Since the 2004 Aceh tsunami, national and local disaster mitigation agencies across the Southeast Asia country have worked to better prepare Indonesians against tsunami risk by putting up evacuation signs, designating gathering places, building tsunami evacuation buildings, offering training and holding evacuation drills. What hasn’t been done, however, is emphasizing the need for individuals to know the signs of tsunamis and the need for individuals to act on their own to save their lives.

tsunami signs
Evacuation signs point the way to landmarks that are high enough in elevation to be safe from tsunamis.

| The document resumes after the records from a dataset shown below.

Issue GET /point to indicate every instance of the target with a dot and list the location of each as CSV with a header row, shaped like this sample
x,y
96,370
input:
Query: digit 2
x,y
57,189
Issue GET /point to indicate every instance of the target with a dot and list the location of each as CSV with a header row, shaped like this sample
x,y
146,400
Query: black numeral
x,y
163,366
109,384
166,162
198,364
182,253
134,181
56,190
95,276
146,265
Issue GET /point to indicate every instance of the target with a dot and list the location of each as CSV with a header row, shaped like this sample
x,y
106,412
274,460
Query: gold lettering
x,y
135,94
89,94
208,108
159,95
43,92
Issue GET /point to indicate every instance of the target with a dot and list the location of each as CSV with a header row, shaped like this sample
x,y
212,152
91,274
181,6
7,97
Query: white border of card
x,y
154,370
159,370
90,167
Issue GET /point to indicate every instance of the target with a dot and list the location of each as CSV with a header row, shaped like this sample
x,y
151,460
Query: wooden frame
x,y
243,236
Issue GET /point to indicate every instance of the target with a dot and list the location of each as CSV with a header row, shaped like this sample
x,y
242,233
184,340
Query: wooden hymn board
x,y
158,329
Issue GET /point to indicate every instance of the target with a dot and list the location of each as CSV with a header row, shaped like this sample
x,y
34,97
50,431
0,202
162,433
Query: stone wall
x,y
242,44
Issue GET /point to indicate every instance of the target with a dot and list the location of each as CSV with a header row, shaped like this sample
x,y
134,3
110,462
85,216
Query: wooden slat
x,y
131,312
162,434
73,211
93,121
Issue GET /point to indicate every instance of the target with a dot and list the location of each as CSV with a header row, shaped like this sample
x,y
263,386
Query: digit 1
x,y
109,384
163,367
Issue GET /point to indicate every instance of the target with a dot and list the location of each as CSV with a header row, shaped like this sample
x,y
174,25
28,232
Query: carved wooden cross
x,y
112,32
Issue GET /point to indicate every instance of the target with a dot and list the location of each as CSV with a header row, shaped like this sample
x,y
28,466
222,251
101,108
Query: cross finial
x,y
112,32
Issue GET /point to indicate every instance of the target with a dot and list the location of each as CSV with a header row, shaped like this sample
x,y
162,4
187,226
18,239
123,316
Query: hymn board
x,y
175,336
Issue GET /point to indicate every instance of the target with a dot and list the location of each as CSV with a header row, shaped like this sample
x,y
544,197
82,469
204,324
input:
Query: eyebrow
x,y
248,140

“The tsunami monitors and sirens did not work in Palu,” notes Emmett in regards to the catastrophic aftermath of the recent tsunami. “At the first shaking of the earth, people should have instinctively headed to higher ground.”

Emmett has been involved in research in Indonesia over the past 18 years. While the majority of his studies focus on Christian-Muslim relations and the history of The Church of Jesus Christ of Latter-day Saints in Indonesia, more recently Emmett has worked with BYU Geology professor Ron Harris to collaborate on an interdisciplinary study looking at tsunami mitigation and training efforts in the country.

Educating for a better-prepared future

During the summers of 2016 and 2017, Emmett and a group of BYU and UVU students and faculty (funded by Geoscientists without Borders) traveled the more than 9,000 miles to Indonesia to perform critical research and carry out essential education in regards to tsunamis.